His quotation of fellow blogger Tom Selling statement of the differences between the GAAP and IFRS positions is priceless,

“Not only were Kroeker’s and Niemeier’s positions as different as black and white… Niemeier’s inspiration clearly sprang from a foundation of cited broad-based analyses produced by published rigorous, peer-reviewed, independent research.  The source of Kroeker’s remarks apparently came from nothing more than his own wishful thinking,” prominent blogger Tom Selling said in September last year.

I recall thinking at the time his statement was something that I very well might have written, had Tom not said it first.  There is every sound reason for the U.S. to retain its GAAP.  Reasons for switching to IFRS are specious, sophist all the way.

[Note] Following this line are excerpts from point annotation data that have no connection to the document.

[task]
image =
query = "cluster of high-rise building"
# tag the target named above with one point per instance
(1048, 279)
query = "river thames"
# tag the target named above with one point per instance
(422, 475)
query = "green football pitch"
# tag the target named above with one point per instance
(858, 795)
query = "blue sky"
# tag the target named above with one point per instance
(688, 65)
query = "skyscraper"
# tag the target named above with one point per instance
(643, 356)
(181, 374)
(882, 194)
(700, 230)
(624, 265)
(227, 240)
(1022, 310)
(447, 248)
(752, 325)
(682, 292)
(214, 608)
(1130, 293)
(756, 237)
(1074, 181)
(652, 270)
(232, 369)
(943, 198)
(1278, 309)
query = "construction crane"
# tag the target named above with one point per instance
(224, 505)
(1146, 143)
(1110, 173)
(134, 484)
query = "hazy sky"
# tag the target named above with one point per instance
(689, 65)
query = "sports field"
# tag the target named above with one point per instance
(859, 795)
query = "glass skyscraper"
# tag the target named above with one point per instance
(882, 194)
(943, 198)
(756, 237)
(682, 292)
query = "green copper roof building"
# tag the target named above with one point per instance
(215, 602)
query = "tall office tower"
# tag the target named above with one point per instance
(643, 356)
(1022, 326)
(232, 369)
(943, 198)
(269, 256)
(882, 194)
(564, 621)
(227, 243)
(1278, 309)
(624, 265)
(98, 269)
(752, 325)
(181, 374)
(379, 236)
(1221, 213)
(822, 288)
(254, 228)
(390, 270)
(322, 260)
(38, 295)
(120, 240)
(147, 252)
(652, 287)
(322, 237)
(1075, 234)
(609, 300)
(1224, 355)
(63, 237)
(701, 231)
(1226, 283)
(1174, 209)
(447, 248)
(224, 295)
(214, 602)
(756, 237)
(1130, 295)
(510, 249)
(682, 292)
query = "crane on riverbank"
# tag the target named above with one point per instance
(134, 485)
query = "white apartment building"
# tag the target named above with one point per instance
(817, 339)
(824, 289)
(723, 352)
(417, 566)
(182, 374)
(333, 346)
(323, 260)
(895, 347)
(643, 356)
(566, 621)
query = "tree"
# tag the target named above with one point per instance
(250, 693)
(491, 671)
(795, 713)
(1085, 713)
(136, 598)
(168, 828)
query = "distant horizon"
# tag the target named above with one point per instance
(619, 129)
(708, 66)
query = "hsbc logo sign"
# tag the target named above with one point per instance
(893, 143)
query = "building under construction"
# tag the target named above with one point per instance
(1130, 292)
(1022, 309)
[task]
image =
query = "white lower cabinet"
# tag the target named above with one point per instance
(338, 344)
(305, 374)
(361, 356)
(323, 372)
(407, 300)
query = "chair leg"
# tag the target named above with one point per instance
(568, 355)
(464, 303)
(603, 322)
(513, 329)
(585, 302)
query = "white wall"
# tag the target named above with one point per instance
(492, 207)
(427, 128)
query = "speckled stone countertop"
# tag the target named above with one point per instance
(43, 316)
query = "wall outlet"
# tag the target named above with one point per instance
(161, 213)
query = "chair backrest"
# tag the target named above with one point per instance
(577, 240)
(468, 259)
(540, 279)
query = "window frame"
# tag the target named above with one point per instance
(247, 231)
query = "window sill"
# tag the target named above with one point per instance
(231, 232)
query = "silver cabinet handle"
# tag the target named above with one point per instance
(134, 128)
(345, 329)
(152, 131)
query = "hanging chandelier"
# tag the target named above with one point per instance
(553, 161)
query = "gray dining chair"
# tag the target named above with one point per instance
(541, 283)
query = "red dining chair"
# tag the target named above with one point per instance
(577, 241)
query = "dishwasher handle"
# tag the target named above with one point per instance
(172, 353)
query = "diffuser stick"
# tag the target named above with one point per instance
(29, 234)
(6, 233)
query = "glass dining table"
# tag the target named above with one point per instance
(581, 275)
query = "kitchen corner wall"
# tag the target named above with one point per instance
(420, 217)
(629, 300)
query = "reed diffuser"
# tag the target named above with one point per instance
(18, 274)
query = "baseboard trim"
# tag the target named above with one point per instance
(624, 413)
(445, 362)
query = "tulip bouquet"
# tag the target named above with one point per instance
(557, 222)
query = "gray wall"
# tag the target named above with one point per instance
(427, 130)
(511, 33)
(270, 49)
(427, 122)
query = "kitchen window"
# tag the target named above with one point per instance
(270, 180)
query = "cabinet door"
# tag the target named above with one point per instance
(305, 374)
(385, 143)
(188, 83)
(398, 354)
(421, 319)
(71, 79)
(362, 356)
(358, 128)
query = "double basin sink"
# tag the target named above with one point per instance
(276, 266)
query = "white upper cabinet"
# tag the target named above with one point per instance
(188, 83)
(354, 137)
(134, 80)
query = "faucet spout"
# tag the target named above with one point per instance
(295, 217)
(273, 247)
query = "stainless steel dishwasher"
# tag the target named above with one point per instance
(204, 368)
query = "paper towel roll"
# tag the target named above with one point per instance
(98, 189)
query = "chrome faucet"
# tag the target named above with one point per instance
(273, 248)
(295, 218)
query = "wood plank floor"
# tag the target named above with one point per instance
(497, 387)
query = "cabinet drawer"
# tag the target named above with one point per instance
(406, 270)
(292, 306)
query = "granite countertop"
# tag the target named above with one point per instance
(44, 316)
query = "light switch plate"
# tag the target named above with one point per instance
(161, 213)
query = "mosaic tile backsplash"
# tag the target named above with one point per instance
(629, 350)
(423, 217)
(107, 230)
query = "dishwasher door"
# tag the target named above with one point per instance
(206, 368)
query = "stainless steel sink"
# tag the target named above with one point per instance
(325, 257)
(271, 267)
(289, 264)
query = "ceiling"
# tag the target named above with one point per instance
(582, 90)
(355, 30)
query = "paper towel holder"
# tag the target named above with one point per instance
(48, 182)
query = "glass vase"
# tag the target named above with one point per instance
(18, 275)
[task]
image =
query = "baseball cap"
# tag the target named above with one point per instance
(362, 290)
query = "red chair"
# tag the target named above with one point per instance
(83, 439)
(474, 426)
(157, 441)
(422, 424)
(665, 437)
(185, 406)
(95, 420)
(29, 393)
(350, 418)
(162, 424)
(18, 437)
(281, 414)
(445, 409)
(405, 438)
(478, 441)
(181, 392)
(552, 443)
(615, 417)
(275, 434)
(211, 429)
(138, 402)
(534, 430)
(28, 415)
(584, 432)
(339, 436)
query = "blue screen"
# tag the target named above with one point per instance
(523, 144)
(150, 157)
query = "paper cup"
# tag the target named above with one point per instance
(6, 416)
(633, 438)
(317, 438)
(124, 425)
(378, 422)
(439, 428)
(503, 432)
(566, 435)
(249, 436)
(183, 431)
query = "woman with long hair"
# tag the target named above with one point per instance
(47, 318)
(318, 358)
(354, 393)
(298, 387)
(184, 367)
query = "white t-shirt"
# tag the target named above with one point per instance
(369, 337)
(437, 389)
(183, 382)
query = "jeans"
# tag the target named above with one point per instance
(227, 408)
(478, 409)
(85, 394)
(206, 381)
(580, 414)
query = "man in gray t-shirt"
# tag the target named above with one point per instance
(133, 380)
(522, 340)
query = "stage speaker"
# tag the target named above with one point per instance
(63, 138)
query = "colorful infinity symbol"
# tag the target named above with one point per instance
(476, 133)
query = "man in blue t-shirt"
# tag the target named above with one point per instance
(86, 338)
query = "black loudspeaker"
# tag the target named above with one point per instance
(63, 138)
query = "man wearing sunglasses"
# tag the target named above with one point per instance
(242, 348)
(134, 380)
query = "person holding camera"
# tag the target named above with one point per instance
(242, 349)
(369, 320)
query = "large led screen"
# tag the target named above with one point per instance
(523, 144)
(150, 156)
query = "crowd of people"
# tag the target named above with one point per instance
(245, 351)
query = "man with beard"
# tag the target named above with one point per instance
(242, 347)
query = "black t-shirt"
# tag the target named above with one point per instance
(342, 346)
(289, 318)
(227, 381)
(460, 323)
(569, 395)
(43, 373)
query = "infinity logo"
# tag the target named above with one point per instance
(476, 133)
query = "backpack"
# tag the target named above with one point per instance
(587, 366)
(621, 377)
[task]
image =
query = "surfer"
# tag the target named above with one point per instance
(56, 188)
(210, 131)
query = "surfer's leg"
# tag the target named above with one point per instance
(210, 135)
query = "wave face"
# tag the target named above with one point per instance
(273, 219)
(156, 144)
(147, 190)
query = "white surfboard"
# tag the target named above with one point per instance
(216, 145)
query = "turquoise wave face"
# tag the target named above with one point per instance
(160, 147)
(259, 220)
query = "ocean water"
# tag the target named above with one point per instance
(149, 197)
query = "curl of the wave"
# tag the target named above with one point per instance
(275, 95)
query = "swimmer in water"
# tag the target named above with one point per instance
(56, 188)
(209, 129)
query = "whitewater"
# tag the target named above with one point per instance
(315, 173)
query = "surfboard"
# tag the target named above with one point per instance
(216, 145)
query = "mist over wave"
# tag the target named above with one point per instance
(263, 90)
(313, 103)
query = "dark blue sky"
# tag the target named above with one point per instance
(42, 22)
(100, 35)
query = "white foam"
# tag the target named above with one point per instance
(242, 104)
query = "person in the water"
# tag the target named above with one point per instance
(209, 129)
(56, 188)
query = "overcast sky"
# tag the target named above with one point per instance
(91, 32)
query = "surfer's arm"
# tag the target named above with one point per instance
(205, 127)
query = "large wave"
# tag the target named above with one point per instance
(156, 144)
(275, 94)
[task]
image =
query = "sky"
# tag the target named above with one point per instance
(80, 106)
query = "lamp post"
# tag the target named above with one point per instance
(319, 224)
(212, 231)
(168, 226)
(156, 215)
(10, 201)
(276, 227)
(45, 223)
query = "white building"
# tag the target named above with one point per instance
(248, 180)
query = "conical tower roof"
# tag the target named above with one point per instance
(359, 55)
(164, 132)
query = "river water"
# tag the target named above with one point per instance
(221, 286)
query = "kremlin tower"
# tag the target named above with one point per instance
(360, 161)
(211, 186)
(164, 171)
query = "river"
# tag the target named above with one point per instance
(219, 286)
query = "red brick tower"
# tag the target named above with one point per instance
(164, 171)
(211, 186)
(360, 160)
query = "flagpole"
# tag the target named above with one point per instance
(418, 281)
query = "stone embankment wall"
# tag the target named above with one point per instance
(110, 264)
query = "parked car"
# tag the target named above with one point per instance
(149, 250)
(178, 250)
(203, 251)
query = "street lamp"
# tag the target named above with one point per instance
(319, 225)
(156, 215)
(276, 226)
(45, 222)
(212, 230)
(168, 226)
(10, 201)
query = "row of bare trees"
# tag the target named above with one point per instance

Christodoulou goes on to say that the push for IFRS has too much momentum for the U.S. to continue to buck the trend.  He might very well be right, but I’ll continue fighting it never-the-less.

Regardless, isn’t it time that someone came up with some good reasons for the U.S. to switch to IFRS?  No one has ever stated one.  Not that one is absolutely needed, because when governments decide to do something no good reason is needed.  I mean, didn’t Ben Bernanke say this week that the multi-billion USD bailout didn’t actually cost a single cent?  So, in government speak, Kroeker’s reason for moving to IFRS–for enhanced comparability–isn’t that bad.  Of course, it is a false reason and no on in the world truly believes it.  It is nonsensical.

And, governments frequently make bad decisions when it come time to regulate some aspect of society.  In deed, governments in North America are more likely to get something wrong than right.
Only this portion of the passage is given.